# Brake Adjustment



## 3reds (Jan 6, 2004)

I was thinking of trying to adjust my trailer brakes. I am aware that you have to turn the adjusting "wheel" from the inside of the wheel, but do you turn it up to tighten the pads or down?


----------



## camping479 (Aug 27, 2003)

I don't remember when I adjusted mine, but I think it was up.

You should jack the one wheel up and adjust the brake until you can't spin the wheel. Then back off the brake adjustment until the brake drags slightly but still spins freely.

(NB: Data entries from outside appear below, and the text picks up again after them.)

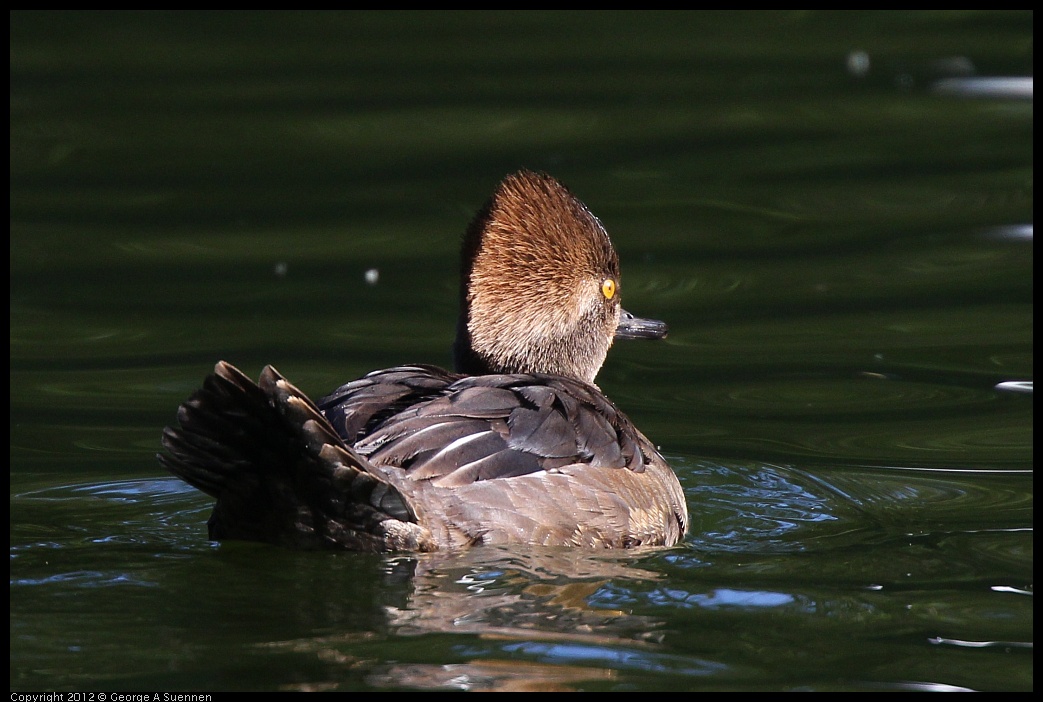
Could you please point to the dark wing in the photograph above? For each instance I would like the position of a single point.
(456, 431)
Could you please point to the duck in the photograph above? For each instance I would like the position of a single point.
(516, 446)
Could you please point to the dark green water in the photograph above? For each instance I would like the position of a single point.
(844, 258)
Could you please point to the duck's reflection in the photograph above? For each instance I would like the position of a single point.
(528, 620)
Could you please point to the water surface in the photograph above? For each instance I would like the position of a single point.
(831, 214)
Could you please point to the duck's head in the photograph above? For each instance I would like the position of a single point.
(540, 286)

The axle book in your pack of literature or al-ko's website http://www.al-kousa.com/ has all the info.

Mike


----------



## DANJOGAVINMO (Apr 17, 2004)

I did it a few weeks ago, seems like turning wheel upward was tightening. Can't totally remember, I know I went the wrong way originally


----------



## 3reds (Jan 6, 2004)

Thanks everyone! I was just afraid if I went the wrong way I would mess something up. I will let you know the correct direction when I get around to doing it myself.


----------



## Jevi (May 28, 2004)

I did mine this morning. Definitely UP to tighten the brakes. Unless your brakes are way out of adjustment, you should notice the brake tightening up after a few notches.


----------



## Coast_Guard_Family (Jul 13, 2004)

I had to do mine too. The Outbook said to tighten the brakes with wheel elevated until the wheel would no longer spin, then back of the brake adjustment so you can spin the wheel one full rotation. It did the trick on mine. After you take a trip feel the rims on your trailer, they shouldn't be too hot, they should both be about the same temp, both sides too. Mine weren't even working on the drivers side, all good now.


----------